The Court of International Trade in a confidential May 31 opinion sustained the Commerce Department's final results in the administrative review of the antidumping duty order on hot-rolled steel flat products from Australia. In a letter on the opinion, Judge Richard Eaton gave the litigants until June 7 to review the bracketed confidential information. The case, brought by U.S. Steel Corp., challenges Commerce's alleged failure to address the company's arguments over whether a reimbursement of the antidumping duties was occurring between the Australian producer and its affiliated U.S. importer (United States Steel Corporation v. United States, CIT #20-03815).
The U.S. Court of Appeals for the Federal Circuit should reverse the Court of International Trade's judgment sustaining the International Trade Commission's finding that imports of fabricated structural steel from Canada, Chile and Mexico did not harm the domestic industry, petitioner Full Member Subgroup of the American Institute of Steel Construction (AISC) said in a May 27 reply brief. The appellees in the case are "not even in agreement amongst themselves" over what the ITC decided in the case or why, and they have "failed to adequately defend" the "specific legal issues" raised by AISC, the brief said (Full Member Subgroup of the American Institute of Steel Construction v. United States, Fed. Cir. #22-1176).
The Commerce Department again defended the use of the Cohen's d test as part of its differential pricing analysis to detect "masked" dumping in remand results filed on May 26 at the Court of International Trade. Responding to the court's order instructing the agency to address questions on the use of the test raised by the U.S. Court of Appeals for the Federal Circuit, Commerce said that the appellate court's chief concern -- that the test as used by Commerce did not satisfy certain statistical criteria -- is not applicable in the present case (Marmen Inc. v. United States, CIT #20-00169).
The Commerce Department failed to properly consider the "extremely disproportionate and prejudicial result" that stemmed from its decision to reject an untimely filing in an antidumping sunset review that led to the revocation of the order, three U.S. chemical companies argued in a May 31 reply brief at the U.S. Court of Appeals for the Federal Circuit. Commerce's "exceedingly narrow view" of what qualifies as an "extraordinary circumstance" isn't supported by the statute, evidence or the agency's own prior practice, given that Commerce said the U.S. companies' counsel's medical issues didn't qualify as such a circumstance, the brief said (Trinity Manufacturing v. United States, Fed. Cir. #22-1329).

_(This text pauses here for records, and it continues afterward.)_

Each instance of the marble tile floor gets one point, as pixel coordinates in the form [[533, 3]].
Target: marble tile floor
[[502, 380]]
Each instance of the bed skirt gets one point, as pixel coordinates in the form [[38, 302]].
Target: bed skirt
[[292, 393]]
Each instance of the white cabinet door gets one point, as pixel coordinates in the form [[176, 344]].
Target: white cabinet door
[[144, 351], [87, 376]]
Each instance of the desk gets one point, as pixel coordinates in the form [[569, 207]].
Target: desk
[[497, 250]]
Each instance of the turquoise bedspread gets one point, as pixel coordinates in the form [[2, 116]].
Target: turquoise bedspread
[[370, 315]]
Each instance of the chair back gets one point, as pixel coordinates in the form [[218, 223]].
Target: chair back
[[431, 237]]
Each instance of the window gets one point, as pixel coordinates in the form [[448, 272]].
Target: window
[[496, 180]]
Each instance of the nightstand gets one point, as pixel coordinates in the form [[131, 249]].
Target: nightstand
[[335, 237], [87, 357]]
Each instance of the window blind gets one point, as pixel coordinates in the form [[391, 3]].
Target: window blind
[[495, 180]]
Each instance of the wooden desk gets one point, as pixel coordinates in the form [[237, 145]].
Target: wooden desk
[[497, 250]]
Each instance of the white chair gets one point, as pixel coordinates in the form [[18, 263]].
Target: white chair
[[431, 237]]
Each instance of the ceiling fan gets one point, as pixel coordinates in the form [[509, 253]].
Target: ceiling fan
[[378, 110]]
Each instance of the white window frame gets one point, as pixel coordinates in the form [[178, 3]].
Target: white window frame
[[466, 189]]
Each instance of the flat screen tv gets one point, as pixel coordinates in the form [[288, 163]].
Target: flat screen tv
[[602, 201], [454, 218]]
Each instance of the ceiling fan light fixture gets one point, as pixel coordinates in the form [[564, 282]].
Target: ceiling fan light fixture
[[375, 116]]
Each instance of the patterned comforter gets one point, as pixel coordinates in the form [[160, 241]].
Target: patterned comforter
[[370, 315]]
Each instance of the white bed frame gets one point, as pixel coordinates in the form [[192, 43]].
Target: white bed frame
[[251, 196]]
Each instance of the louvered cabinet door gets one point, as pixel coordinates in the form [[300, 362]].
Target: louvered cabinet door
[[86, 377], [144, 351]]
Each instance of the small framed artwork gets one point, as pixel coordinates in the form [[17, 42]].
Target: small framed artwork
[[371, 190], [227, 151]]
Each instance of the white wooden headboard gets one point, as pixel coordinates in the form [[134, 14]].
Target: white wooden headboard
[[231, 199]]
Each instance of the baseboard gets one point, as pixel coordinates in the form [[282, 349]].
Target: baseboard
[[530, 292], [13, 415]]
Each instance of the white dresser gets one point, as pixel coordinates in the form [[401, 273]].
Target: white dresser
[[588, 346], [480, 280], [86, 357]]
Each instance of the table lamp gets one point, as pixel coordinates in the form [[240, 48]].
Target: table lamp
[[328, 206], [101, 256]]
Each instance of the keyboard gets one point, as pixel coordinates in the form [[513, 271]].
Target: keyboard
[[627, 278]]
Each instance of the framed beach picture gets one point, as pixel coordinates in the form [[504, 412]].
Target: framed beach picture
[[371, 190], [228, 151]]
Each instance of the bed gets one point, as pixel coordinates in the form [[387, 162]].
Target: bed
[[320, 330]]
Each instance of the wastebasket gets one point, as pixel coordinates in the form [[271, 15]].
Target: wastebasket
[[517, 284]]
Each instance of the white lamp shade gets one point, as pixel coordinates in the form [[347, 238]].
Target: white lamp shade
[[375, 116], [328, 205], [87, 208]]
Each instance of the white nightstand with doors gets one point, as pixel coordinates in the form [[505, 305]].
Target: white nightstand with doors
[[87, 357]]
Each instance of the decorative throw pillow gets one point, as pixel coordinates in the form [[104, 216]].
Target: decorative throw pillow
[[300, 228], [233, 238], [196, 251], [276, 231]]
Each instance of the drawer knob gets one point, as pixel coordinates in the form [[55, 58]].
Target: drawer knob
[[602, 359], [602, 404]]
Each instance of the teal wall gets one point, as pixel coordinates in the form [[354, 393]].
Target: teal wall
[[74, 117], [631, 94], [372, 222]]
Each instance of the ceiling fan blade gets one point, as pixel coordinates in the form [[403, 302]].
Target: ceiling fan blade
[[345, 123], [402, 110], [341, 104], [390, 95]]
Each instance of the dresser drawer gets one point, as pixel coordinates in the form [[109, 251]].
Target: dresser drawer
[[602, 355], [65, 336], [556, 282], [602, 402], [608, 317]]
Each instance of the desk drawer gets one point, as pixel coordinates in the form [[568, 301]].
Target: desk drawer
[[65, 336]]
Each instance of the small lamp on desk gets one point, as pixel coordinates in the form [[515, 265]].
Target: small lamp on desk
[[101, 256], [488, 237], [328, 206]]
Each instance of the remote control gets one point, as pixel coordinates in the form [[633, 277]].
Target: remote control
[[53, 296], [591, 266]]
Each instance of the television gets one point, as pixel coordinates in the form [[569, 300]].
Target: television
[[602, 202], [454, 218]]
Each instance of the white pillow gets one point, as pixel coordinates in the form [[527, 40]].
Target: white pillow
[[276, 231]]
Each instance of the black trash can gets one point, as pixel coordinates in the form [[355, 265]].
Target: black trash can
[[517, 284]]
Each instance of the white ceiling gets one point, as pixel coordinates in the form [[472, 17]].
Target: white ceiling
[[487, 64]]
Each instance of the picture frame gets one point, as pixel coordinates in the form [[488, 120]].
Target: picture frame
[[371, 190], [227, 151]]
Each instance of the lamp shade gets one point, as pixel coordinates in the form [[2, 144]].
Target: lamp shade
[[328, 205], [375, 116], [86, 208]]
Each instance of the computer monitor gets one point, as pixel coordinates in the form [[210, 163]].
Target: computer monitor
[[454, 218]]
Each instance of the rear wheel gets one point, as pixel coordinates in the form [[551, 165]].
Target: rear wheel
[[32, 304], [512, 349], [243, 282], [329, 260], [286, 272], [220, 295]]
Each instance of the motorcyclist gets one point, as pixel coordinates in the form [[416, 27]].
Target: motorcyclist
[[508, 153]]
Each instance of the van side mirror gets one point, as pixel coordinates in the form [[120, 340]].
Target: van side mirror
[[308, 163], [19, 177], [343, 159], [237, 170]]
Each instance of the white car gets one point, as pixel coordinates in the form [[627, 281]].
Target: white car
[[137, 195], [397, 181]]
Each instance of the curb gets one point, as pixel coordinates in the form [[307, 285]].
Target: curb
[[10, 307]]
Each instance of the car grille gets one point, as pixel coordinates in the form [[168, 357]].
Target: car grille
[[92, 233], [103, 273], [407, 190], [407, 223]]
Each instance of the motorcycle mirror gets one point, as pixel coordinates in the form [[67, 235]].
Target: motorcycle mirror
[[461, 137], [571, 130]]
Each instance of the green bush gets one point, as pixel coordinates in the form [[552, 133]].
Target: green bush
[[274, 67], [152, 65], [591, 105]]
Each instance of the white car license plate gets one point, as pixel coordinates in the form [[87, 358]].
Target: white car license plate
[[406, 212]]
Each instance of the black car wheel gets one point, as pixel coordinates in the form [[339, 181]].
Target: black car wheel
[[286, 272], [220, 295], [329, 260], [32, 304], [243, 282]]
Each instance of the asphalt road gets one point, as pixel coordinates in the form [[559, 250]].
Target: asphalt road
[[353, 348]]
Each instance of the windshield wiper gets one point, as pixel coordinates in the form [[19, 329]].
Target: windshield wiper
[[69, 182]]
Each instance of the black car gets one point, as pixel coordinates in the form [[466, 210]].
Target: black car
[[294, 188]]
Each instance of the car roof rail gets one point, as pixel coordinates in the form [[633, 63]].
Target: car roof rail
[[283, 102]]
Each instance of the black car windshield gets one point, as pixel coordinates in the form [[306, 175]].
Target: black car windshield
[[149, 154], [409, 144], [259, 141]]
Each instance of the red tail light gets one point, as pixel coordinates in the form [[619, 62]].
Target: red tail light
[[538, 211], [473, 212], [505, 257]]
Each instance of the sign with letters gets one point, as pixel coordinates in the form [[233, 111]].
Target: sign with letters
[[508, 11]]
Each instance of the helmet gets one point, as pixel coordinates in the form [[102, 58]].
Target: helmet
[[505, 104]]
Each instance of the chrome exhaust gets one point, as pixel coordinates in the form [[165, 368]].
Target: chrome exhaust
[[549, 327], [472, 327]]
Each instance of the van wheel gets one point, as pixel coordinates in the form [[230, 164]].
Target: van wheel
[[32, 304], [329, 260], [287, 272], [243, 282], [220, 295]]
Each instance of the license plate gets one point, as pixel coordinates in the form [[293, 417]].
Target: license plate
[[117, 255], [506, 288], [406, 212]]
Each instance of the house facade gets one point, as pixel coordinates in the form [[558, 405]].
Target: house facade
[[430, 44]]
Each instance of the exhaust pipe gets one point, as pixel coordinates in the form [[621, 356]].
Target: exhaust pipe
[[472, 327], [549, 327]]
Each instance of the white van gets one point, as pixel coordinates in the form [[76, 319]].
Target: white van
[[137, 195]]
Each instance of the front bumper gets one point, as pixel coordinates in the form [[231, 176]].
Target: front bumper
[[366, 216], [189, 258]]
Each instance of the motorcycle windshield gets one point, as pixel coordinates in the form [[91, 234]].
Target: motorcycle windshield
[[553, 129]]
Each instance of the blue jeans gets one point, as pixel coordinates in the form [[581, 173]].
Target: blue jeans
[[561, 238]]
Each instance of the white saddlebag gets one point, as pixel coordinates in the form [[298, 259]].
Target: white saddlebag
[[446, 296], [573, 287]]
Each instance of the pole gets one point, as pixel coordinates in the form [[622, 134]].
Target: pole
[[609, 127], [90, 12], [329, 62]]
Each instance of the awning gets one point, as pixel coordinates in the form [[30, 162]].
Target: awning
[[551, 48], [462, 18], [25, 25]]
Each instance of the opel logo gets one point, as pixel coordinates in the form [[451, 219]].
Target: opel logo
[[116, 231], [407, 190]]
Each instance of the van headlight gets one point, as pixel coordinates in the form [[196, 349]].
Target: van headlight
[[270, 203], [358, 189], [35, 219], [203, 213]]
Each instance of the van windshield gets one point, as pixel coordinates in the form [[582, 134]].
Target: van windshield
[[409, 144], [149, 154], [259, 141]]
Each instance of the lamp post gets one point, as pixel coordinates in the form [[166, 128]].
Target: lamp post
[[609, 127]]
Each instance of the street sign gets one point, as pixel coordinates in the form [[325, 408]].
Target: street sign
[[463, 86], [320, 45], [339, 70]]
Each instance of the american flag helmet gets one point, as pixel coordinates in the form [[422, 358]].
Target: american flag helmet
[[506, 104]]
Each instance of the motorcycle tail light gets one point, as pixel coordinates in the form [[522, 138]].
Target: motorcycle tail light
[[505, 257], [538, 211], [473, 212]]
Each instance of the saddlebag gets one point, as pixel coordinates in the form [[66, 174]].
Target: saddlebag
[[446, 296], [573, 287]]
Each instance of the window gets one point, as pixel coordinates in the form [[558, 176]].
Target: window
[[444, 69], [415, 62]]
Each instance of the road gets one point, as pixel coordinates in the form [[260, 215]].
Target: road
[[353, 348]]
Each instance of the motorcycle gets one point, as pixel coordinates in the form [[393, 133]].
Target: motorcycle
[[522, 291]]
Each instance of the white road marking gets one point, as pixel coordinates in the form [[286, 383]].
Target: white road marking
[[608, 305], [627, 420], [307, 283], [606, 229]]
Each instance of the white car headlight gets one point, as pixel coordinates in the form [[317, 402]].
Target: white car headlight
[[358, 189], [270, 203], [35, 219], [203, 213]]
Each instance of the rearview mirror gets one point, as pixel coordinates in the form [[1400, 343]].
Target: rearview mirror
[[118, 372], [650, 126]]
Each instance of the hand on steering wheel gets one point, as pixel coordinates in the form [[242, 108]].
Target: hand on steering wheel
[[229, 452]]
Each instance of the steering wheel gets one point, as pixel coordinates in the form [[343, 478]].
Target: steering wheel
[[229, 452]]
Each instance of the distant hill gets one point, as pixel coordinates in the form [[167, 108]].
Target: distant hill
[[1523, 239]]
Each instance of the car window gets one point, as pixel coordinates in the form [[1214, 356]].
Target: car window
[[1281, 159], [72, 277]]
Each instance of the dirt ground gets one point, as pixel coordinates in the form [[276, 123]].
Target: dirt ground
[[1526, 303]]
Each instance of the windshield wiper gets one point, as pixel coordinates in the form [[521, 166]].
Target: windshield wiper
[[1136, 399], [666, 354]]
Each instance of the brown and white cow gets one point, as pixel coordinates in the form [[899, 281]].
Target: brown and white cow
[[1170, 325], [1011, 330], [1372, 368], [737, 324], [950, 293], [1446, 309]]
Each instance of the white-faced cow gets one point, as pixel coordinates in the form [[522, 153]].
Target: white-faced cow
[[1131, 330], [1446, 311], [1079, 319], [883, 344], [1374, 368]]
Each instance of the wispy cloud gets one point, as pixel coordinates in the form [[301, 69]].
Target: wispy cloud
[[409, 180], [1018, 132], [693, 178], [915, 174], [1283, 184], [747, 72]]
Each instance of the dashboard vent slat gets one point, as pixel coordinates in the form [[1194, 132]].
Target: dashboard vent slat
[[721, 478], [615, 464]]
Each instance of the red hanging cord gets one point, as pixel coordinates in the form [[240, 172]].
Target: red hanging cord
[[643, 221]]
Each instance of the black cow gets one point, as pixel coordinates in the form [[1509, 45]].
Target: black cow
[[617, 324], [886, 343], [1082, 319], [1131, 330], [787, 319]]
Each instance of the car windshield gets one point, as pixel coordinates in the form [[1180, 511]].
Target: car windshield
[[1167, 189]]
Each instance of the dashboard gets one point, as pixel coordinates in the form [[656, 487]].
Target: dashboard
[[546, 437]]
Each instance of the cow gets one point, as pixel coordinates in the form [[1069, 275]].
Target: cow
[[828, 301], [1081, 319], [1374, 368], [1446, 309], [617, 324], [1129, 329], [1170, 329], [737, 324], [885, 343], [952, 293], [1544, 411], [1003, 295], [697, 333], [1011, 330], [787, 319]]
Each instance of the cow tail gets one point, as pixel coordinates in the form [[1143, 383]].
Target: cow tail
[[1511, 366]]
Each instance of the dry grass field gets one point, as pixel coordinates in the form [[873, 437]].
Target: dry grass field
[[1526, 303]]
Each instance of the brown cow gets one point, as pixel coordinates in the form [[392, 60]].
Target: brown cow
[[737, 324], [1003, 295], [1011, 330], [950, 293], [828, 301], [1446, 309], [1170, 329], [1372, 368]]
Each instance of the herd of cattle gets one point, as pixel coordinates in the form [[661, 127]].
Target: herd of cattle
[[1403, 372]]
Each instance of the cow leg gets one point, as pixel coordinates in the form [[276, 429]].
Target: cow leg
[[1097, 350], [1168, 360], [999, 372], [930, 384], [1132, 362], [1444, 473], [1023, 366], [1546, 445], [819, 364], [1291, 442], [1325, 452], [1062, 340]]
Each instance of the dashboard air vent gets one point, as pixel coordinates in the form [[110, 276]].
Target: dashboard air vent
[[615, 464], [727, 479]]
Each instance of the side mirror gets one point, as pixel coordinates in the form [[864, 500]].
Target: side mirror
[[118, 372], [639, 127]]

The following lawsuits were recently filed at the Court of International Trade:
The Commerce Department wrongly granted a price adjustment used in two antidumping duty respondents' margins for differences in levels of trade (LOT) between the U.S. constructed export price (CEP) sales and sales made in the home market of South Korea, AD petitioner Wheatland Tube argued in a May 27 complaint at the Court of International Trade (Wheatland Tube v. United States, CIT #22-00160).
The Court of International Trade in a May 19 opinion made public May 27 again rejected the Commerce Department's use of adverse facts available over the subsidy rate for China's Export Buyer's Credit Program in a countervailing duty investigation. Judge Richard Eaton ruled that Commerce did not support its position that certain information was necessary to verify that CVD respondent Zhejiang Junyue Standard Part Co.'s U.S. customers used the program. The judge also ruled that the agency did not adequately explain its decision to triple the subsidy rate over the EBCP to account for Junyue and two of its affiliates.
The U.S. Court of Appeals for the Federal Circuit rejected South Korean steel exporter SeAH Steel Corp.'s bid for a panel rehearing on the appellate court's ruling that found that the Commerce Department's practice of capping freight revenue when calculating U.S. price was reasonable (Nexteel Co., Ltd. v. United States, CAFC # 21-1334).
The Court of International Trade sustained the Commerce Department's remand results in an antidumping case and a countervailing duty case both brought by exporter Celik Halat after the agency accepted submissions made just minutes late. Judge Timothy Stanceu upheld the agency's remand findings after Commerce accepted the submissions it initially rejected for being late -- a move dubbed a "draconian penalty" by Stanceu.